La scène Black
Metal va mal : remplie de fillettes maquillées et enroulées dans du Spandex noir, aussi cloutés que les dents d'un adolescent, vénèrant des idoles puériles, cornues, parce que l'église, c'est pas assez dark. Les sept ames de Daäth
Shadow l'ont bien compris, et ne manient pas la langue de bois quand il s'agit de qualifier ce qu'ils apellent les "putes" de la scène Black
Metal.
Inutile de chercher des photos des membres. Il n'y en a aucune, tout au plus des silhouettes masquées par de longues capes noires. Ne cherchez pas de glorifications puériles à
Satan ou autres Grands Anciens, vous n'en trouverez pas. Non, la terre de prédilection de Daäth
Shadow, c'est bel et bien l'occultisme.
Pas de l'occultisme de bas étage, non, mais bel et bien une étude approfondie d'Aleister
Crowley et de ses textes, et des différents traités de Gnose venus du monde entier.
Daäth
Shadow soutient l'immoral.
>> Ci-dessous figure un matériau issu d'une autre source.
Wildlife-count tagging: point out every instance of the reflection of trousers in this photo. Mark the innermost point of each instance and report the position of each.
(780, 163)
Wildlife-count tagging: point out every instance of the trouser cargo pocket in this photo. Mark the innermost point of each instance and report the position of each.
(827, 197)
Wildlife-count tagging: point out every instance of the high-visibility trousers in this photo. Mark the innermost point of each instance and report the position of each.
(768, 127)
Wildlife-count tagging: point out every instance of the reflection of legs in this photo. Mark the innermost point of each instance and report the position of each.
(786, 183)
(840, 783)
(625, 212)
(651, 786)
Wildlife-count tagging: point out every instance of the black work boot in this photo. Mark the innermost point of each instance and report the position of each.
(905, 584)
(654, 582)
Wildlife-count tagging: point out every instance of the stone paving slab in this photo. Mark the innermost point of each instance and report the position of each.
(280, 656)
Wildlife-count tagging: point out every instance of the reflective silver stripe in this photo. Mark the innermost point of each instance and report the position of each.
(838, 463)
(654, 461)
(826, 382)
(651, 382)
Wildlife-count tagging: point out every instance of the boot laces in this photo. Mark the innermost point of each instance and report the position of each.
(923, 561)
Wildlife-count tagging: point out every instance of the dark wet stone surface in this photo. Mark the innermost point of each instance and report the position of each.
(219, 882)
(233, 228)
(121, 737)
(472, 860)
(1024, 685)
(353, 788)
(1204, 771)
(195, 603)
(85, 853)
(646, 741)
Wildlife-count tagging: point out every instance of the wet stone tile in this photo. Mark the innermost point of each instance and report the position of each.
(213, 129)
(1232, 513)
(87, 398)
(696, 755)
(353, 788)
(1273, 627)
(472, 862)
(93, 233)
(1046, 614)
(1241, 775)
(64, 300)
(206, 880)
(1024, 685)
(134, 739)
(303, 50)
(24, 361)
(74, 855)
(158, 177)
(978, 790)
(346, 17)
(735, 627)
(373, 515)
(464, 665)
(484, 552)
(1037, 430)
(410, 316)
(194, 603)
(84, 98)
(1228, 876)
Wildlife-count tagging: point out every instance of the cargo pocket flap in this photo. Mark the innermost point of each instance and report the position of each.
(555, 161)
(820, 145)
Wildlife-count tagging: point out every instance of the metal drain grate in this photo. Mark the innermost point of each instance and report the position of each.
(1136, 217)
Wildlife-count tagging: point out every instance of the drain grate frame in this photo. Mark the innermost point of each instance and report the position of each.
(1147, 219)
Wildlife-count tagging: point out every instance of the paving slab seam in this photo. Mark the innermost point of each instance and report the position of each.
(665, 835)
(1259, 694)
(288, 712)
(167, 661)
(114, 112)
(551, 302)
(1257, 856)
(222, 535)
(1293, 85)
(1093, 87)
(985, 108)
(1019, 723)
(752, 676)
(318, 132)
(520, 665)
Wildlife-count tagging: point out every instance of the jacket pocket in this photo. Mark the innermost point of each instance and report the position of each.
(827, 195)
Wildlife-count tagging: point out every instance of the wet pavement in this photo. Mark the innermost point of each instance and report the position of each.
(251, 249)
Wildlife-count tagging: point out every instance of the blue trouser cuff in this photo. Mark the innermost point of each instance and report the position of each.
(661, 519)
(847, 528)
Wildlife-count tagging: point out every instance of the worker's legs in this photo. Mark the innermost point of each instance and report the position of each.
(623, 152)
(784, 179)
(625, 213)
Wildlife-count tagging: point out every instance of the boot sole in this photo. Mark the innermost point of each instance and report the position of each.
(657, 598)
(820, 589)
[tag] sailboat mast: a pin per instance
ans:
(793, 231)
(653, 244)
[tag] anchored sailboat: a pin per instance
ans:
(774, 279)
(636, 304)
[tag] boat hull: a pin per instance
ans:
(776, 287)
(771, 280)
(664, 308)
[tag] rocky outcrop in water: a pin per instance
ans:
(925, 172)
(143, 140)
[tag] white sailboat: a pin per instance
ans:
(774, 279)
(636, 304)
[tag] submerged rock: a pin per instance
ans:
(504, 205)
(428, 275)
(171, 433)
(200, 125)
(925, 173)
La guerre, la famine, le racisme, il se dresse en une seule incarnation de l'ennemi. ¨Les sept hommes de ce groupe ne manient pas la langue de bois, et dès lors qu'il s'agit de saisir les instruments pour jouer, croyez moi, ce n'est pas la qu'ils adoucissent leur franc-parler.
Daäth
Shadow est un groupe de Black
Metal trés peu orthodoxe, au croisement d'
Antaeus,
Aosoth et
Arkhon Infaustus. Leur art, intense de pulsions négatives, est terriblement bien maîtrisé. Les guitares sont ardentes, les riffs destructeurs, la distortion terriblement adaptée. La batterie martèle la cadence avec une précision époustouflante, alternant blast-beats et parties de jeux plus fines. La basse est, comme dans tout groupe de Black
Metal (exception faite de
Mord), totalement inaudible et noyée dans la masse. Et les voix... Ha, les voix ! Un trio composé de hurlements déchirants, de growls caverneux, et d'une voix déclamatoire, prononcant dans l'ombre ses aphorismes gnostiques.
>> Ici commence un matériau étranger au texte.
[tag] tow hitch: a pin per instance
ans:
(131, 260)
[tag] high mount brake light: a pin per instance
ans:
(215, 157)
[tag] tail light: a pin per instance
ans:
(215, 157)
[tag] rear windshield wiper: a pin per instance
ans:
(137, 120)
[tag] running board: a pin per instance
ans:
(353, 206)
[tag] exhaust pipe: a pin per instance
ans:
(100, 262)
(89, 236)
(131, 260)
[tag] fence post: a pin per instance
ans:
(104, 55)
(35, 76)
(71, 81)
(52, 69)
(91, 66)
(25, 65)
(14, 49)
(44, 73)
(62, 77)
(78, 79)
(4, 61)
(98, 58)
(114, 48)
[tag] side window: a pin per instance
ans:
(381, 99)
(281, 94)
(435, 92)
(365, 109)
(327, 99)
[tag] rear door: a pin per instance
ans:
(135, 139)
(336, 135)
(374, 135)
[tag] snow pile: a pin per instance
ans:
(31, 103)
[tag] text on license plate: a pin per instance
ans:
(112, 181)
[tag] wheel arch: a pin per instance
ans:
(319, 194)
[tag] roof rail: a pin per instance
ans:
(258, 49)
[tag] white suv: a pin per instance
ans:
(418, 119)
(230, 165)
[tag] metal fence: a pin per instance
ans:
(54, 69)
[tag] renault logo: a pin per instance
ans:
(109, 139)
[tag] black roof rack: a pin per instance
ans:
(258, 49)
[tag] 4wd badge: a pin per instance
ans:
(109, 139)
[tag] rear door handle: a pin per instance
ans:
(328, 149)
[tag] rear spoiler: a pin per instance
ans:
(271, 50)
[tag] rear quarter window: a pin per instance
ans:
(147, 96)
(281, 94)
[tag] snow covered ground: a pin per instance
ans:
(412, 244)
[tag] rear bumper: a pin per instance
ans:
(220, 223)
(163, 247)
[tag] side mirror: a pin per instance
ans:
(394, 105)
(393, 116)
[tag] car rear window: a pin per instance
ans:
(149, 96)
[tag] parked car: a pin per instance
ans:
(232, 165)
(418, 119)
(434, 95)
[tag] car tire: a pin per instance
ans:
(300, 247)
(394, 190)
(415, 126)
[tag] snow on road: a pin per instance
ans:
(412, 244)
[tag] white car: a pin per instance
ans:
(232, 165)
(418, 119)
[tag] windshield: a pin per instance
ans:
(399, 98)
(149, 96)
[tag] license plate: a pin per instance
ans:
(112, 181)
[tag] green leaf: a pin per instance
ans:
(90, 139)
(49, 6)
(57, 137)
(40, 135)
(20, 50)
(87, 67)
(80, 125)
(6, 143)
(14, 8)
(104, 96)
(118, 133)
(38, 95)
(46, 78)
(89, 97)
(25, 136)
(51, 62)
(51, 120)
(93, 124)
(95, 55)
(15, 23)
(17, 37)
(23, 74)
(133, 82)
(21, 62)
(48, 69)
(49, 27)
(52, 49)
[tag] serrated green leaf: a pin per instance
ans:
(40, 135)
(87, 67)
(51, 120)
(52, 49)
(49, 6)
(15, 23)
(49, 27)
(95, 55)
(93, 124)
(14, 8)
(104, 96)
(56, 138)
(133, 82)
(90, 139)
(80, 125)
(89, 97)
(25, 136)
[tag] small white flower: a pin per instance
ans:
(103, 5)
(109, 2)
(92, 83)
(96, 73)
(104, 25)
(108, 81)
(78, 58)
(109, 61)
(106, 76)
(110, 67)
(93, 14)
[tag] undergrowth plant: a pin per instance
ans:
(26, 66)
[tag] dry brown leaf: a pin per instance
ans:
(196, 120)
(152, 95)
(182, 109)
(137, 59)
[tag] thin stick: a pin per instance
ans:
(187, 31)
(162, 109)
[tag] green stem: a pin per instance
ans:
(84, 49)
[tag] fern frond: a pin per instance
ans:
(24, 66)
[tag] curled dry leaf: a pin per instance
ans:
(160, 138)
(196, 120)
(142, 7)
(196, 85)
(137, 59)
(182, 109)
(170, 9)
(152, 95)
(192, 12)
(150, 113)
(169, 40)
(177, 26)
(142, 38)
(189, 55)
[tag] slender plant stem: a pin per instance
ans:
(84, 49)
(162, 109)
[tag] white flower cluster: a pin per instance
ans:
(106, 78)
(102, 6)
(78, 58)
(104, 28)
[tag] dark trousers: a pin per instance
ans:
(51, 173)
Chose assez surprenante, le groupe a intercalé trois chansons totalement ambiantes dans son premier opus, la plus réussie étant "
Blood of Qayn" : ou comment djembés, didgeridoos, choeurs graves et samples tout droit sortis de l'électro (!) peuvent respirer le souffre et le sang. Ces trois chansons donnent envie de mettre de l'encens partout, à la limite d'aller chercher une jeune vierge pour la sacrifier sur l'autel de l'art noir.
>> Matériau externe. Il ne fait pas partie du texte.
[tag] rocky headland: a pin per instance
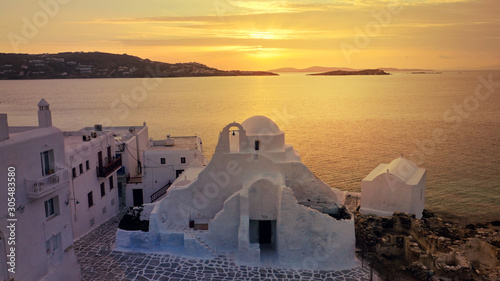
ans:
(360, 72)
(103, 65)
(405, 248)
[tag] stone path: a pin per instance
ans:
(99, 262)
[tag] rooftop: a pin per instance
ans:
(180, 143)
(122, 133)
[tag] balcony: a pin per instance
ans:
(112, 166)
(36, 188)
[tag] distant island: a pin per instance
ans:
(361, 72)
(325, 69)
(103, 65)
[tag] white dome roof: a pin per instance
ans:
(260, 125)
(43, 102)
(403, 168)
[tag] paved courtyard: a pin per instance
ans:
(99, 262)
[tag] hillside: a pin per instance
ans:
(361, 72)
(102, 65)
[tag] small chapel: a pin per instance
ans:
(257, 201)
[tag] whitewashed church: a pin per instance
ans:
(256, 200)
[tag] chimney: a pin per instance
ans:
(44, 115)
(4, 127)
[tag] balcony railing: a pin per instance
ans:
(107, 170)
(37, 188)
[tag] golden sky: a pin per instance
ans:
(264, 34)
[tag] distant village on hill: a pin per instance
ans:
(102, 65)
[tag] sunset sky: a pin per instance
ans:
(264, 34)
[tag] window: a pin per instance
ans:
(48, 163)
(52, 207)
(111, 183)
(90, 199)
(52, 245)
(103, 189)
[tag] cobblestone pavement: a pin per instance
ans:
(99, 262)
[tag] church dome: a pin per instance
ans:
(260, 125)
(403, 168)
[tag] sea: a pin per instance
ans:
(342, 126)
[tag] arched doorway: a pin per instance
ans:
(234, 139)
(4, 274)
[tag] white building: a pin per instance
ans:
(395, 187)
(42, 234)
(90, 158)
(254, 199)
(164, 161)
(130, 144)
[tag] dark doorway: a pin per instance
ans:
(109, 154)
(265, 232)
(178, 173)
(137, 194)
(99, 158)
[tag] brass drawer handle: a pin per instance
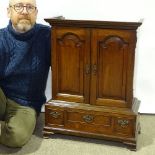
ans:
(87, 69)
(123, 122)
(88, 118)
(55, 114)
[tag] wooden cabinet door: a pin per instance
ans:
(112, 62)
(70, 64)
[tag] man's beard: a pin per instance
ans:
(23, 26)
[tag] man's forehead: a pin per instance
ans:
(22, 1)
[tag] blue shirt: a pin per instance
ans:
(24, 64)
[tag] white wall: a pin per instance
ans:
(120, 10)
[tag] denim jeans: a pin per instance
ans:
(17, 122)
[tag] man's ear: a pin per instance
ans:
(8, 12)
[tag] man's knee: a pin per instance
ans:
(16, 137)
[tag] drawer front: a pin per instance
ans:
(94, 122)
(55, 116)
(124, 126)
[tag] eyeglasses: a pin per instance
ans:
(19, 7)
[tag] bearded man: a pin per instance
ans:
(24, 67)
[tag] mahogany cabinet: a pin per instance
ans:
(92, 80)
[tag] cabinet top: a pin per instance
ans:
(93, 24)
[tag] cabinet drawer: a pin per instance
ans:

Seul petit défaut, car il en faut bien un, concerne la redite : oui, ça tourne bien, mais pour ce qui est des morceaux violents, Daäth
Shadow devient vite assez répétitif.
En résumé, Daäth
Shadow nous sort un premier opus réellement impressionnant. Infiniment noir, sachant être à la fois violent et ritualiste, "
Crown for
Kings" est une petite perle noire. Pour compléter cette chronique,
Six, leader de groupe, nous disait que si le nom du groupe comportait onze lettres et sept membres, ce n'était pas par hasard... J'ai mené ma petite enquête en me procurant un livre sur la symbolique des chiffres, le résultat est effectivement éloquent, et tout à fait adapté à l'essence même de Daäth
Shadow.
"On va même jusqu'à voir dans ce nombre l'une des clés principales de l'occultisme noire. Il est mis en relation avec les mystères de la fécondité.
La femme mère à onze ouvertures, tandis que l'home n'en a que neuf. Le sperme est censé mettre onze jours pour parvenir à destination et féconder l'ovule maternel. L'enfant qui vient au monde recevra les onze forces divines par les onze ouvertures de sa mère. Dans cette tradition, le onze est pris dans un sens favorable, celui qui oriente vers l'idée de renouvellement des centres vitaux et de communication des forces vitales. Mais il est un sens contraire, plus généralement attesté, semble-t-il, en d'autres aires culturelles.
‘
S'ajoutant à la plénitude du dix, qui symbolise un cycle complet, le onze est le signe de l'excès, de la démesure, du débordement, dans quelque ordre que ce soit, incontinence, violence, outrance de jugement ; ce nombre annonce un conflit virtuel.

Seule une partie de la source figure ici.